Figure 1 demonstrates target and OAR contours with CT-MRI fusion, and resulting treatment plan. Rectum and bladder dose constraints outlined in RTOG 0938 were met in 100% of men, generally by a wide margin (Table 2). Urethral dose constraints were met in 96% of men.
The PTV mean and standard deviation measured 103 ± 43 cc. The perirectal distance separating the prostate CTV from the anterior rectal wall following hydrogel placement was 9.6 ± 4 mm measured at the prostate midgland, at midline. The perirectal separation measured at this location has previously been shown to be predictive of rectum dosimetry .

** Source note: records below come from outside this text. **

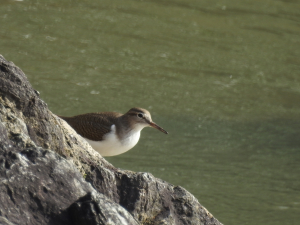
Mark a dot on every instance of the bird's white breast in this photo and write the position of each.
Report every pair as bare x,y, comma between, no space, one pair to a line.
111,145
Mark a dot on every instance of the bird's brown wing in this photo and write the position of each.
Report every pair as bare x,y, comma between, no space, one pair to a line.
92,126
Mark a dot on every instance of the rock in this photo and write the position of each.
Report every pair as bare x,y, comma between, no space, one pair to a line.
50,175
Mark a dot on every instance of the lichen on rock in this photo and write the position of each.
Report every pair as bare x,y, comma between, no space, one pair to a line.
50,175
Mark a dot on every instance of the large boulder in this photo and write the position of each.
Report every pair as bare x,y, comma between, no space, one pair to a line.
50,175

At a median follow up of 20 (range: 4–44) months, PSA was significantly reduced in all patients compared to pre-treatment PSA, with a median PSA of 0.9 ± 2 ng/mL (25-75th percentile, 0.22–1.37 ng/mL). No biochemical PSA failures were recorded. One patient death was recorded unrelated to prostate cancer. PSA kinetics are shown in Fig. 2.

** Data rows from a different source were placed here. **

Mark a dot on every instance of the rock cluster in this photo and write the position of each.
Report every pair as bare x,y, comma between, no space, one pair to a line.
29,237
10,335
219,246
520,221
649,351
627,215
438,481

Of the 32 men who did not receive ADT, PSA nadir was achieved in six men at 26 ± 2.5 mo (mean, stdev, range 22–28 mo) months post-SBRT. The remainder had not achieved a PSA nadir at time of last follow-up.

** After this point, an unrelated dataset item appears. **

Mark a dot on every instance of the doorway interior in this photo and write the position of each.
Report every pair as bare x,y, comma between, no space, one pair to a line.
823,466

A PSA bounce, defined as PSA rise > 0.2 ng/mL from the nadir, was observed in 10 men who did not receive ADT at 16 ± 4 mo (mean, stdev, range 10–20 mo). Two men treated with ADT experienced a bounce at 16 and 23 months. The PSA bounce magnitude was 0.9 ± 0.4 ng/mL (mean, stdev), with PSA declining to pre-bounce nadir when PSA was repeated 3–6 months later. One patient experienced two bounces at 17 and 38 months.
A summary of toxicity outcomes is shown in Table 3. Overall, 30% of men developed acute grade 2 GU toxicity during radiotherapy. Symptoms completely resolved in 12% of men in the following weeks. However, 12% of men who were asymptomatic (grade 0) at the end of treatment subsequently developed grade 2 symptoms, resulting in 30% of men reporting grade 2 GU toxicity at the 1-month post treatment follow-up visit. Grade 2 GU toxicity persisted in approximately one-sixth of all patients from 4 through 18 months. No new GU toxicities were observed after 1 month, nor was a GU “symptom flare” phenomenon evident at any point post-treatment.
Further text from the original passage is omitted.